I recently came across a real piece of
work art called The 2nd Day of Christmas that I can only imagine keeps Mark Ruffalo up at night. It stars Mary Stuart Masterson as the aunt of an orphaned 7-year-old girl who she trains up as a pick-pocket. Their Oliver Twist act is pretty fruitful too, until they get caught by a department store security guard (Ruffalo) at Christmas. Holiday Movie Law applying, the owner fails to call the cops, or child services, and opts instead for his ‘prisoners’ to be guarded by Ruffalo in his own home over the holidays. And guys – you totally won’t believe this, but they fall in love. I know! How can that happen? In 24 hours? While being forcibly imprisoned against your will? Hard to believe, and yet this is what Christmas schmaltz is all about.

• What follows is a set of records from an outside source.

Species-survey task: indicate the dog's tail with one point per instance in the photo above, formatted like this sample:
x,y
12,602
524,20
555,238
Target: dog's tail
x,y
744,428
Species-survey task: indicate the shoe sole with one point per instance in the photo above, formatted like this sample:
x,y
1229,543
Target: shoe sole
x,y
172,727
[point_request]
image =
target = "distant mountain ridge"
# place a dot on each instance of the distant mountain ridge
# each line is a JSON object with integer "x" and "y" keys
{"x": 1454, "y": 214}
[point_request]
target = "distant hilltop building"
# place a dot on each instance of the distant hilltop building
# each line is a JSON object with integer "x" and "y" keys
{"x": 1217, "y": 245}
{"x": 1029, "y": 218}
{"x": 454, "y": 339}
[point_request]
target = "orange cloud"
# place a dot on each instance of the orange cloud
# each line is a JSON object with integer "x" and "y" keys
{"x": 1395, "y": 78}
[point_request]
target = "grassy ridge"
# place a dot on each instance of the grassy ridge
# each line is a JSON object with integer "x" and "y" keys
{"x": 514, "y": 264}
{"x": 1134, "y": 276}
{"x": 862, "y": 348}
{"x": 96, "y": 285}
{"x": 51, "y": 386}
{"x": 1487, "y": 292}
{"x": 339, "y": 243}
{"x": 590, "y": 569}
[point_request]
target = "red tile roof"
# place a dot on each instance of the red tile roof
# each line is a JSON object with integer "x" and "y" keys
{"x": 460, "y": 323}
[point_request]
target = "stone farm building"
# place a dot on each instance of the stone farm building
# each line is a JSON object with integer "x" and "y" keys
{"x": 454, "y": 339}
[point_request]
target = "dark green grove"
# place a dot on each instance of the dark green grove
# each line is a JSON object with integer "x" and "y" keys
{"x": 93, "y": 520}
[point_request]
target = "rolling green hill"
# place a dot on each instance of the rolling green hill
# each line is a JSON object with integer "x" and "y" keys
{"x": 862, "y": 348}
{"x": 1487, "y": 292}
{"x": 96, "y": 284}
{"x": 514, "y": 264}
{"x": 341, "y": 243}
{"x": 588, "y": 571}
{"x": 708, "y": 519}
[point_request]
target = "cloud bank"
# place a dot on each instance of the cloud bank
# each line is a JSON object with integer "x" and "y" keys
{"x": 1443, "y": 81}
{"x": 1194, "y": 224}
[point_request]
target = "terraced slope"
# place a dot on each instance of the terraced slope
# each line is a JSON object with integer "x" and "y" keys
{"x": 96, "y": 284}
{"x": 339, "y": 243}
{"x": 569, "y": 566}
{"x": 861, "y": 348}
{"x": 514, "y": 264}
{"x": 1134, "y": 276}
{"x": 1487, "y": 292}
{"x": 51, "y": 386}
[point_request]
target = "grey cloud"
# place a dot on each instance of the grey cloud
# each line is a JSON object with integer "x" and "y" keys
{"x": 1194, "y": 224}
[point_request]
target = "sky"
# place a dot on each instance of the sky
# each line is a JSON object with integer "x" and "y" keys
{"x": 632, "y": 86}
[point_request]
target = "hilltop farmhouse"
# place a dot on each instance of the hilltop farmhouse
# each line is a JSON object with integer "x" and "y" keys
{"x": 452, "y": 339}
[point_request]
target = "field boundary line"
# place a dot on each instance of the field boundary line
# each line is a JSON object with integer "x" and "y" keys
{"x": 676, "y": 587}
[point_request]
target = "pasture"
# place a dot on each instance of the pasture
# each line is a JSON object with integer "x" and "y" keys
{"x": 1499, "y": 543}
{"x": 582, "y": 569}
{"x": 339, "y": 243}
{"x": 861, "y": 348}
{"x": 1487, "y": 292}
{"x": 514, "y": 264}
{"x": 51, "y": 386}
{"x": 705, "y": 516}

The second movie I watched, called Happy Christmas, is apparently titled ironically. Also, it’s an indie movie, in every sense of the term: it looks bad, it sounds bad, and it costars Lena Dunham. It’s about the fuck up family member that everybody has – this time, Kevin’s little sister Jenny (Anna Kendrick) is moving into his basement and no one really knows why. Job? Breakup? Drinking problem? Kevin’s wife Kelly (Melanie Lynskey) is a stay-at-home mom who is both exasperated and enchanted by her irresponsible sister-in-law. Christmas only exists on the absolute periphery of this movie, and as long as you like your holiday classics with a fair bit of pot smoking and erotica, and almost a total absence of cheer or hope or merriment, this one’s for you.